By following these practical tips for buying and storing potatoes, you can ensure that they remain fresh and delicious while fitting seamlessly into a low FODMAP diet. Proper storage not only extends the shelf life of potatoes but also helps preserve their nutritional value and culinary versatility.
Key Takeaways
Here are the key takeaways for including potatoes in a low-FODMAP diet:
- Potatoes are Generally Low FODMAP: Most potato varieties, including white and red potatoes, are considered low FODMAP and suitable for a low FODMAP diet, with sweet potatoes being an exception at larger servings due to their mannitol content.
- Serving Sizes Matter: While potatoes are low FODMAP, it’s essential to adhere to recommended serving sizes, particularly for sweet potatoes, to stay within low FODMAP limits and avoid triggering IBS symptoms.
- Preparation Methods Affect FODMAP Content: Cooking methods like boiling, baking, and cooling can influence the FODMAP content and the digestive tolerance of potatoes. Cooling cooked potatoes increases their resistant starch, beneficial for gut health.
- Watch Out for Additives in Processed Potato Products: Flavored or processed potato products may contain high FODMAP ingredients like onion and garlic powders.

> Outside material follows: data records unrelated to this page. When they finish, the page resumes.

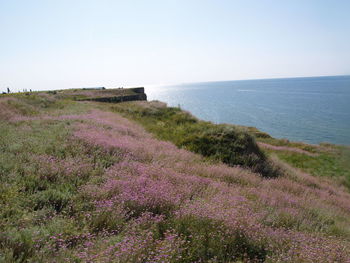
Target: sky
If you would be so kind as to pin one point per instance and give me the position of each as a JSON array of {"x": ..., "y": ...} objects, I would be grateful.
[{"x": 47, "y": 44}]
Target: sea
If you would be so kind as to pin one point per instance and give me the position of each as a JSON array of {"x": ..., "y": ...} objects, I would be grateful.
[{"x": 310, "y": 109}]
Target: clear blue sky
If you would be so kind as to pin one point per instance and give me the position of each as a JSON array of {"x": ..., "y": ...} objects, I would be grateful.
[{"x": 70, "y": 43}]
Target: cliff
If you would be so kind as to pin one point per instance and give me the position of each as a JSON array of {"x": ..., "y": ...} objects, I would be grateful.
[{"x": 85, "y": 181}]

Always read labels carefully to identify and avoid these hidden FODMAPs.
- Reading Food Labels is Crucial: Identifying low FODMAP potato products requires careful reading of food labels to avoid high FODMAP additives and to ensure portion sizes align with low FODMAP guidelines.
- Proper Buying and Storage Extend Shelf Life: Selecting firm, unblemished potatoes and storing them in a cool, dark, and well-ventilated place can help maintain their quality and extend their shelf life.
- Homemade Alternatives Offer Safety and Variety: Preparing homemade potato dishes allows for complete control over ingredients, ensuring they remain low FODMAP and suitable for individuals with IBS.
- Individual Tolerance Varies: Personal tolerance levels to various potato varieties and dishes can vary among individuals following a low FODMAP diet, underscoring the importance of monitoring one’s own reactions.
- Potatoes Can Be Part of a Balanced Low FODMAP Diet: With careful selection, preparation, and portion control, potatoes can remain a nutritious and enjoyable part of a low FODMAP diet.